Creativity in Shoreditch is not new. It was once the haunt of Elizabethan artists, writers, and creative types. In the 19th and 20th centuries, it had many theatres and music halls. Street art is a more recent addition with its roots in 1980s graffiti culture.
Although both are displayed in public and distinctions sometimes blur, street art is not graffiti. Traditional graffiti is typically based on stylized words. Tagging is done largely to attract attention of other graffiti artists. Street art is more visual and is created for everyone to view. It is painted with permission or is commissioned. Street artists use a variety of mediums, not just spray paint. Many are formally trained and travel the world to create and display their work. Jotopax, the creator of the abstract painting at the top of this post, is from Brazil.
Some of the pieces deal with social justice and world issues.

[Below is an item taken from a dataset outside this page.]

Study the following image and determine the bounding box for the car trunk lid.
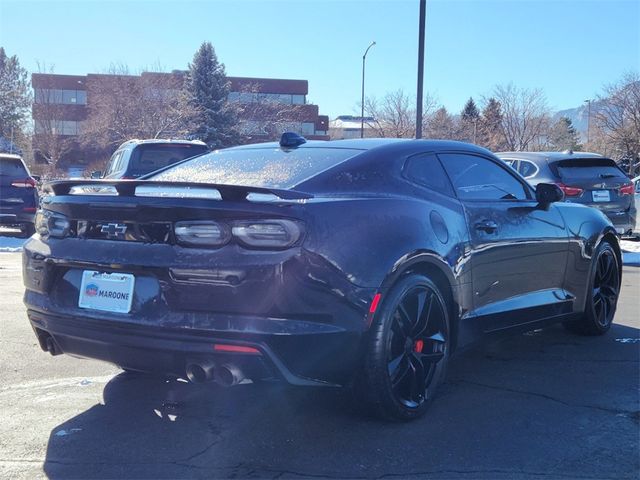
[552,158,633,211]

Michael Brown, the 18-year-old shot by police in Missouri in 2014 is the subject of the “Don’t Shoot” painting above. Is he waving hello or gesturing someone to stop? Text under the last Don’t Shoot is visible only as white scribbles in the photo, but it reads as follows:
You abuse your powers again and again
Another innocent unarmed soul is murdered in your name
Filthy blue lies flow and flow
You shot him six times for just jaywalking home
Left in a pool of blood on the street
But you think it’s just another day on the beat
Come on justice must be done or anarchy will bite you on the bum
Shoreditch was first settled by brick makers in the 1600s. In the 1700s Huguenots immigrated to Shoreditch and established textile industries. The late 1800s and early 1900s brought many Eastern European Jews. In the 19th century, industry declined and the area became overcrowded and poverty-stricken. Much of Shoreditch was destroyed during the World War II Blitz. Major rebuilding occurred in the 1950s. Rejuvenation of the area occurred in the 1990s. Shoreditch today is trendy, edgy, and artistic.

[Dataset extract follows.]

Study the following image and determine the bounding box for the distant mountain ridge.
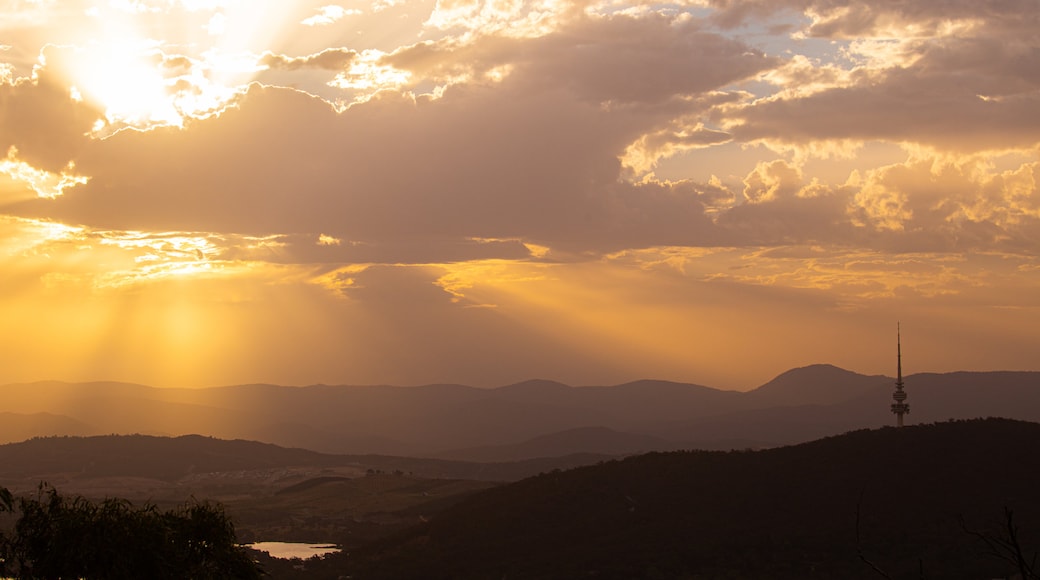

The “Cycle of Futility” uses Augmented Reality technology. You download a free app onto your phone, point the phone at the wall and see the painting become a whirling animated gif on your phone. Because I did not know this at the time I saw the painting, I didn’t see the animated gif, but it would be a fun thing to try should I make it back to Shoreditch.
Shoreditch streets are full of street art. Several companies offer guided tours, but you can also explore on your. Top-listed streets include Rivington Street, Old Street, Shoreditch High Street, Chance Street, Whitby Street, Holywell Lane, and Sclater Street, but don’t limit yourself to these streets. The art is constantly changing.
The beer yard of the Cargo Club on Rivington is home to “Graffiti Area”, one of the few remaining Banksy pieces still on public display in London. Banksy became famous for his often controversial pieces of art. His work has appeared throughout the world. At one time, a new work would regularly hit London streets, but many have since been erased, painted over, or stolen. Banksy is famous, but anonymous. He keeps his identity secret, although there has been speculation and rumours about who he might be. I saw “Graffiti Area” on my walk through Shoreditch, but unfortunately did not get a photograph.
Street art continues in the area of Brick Lane, which is just a short walk south of Shoreditch. Since the areas merge into each other, you can explore both in the same day as I did, but you may want to consider separate visits because there is just so much art to discover in both. I have written another post covering the street art of Brick Lane.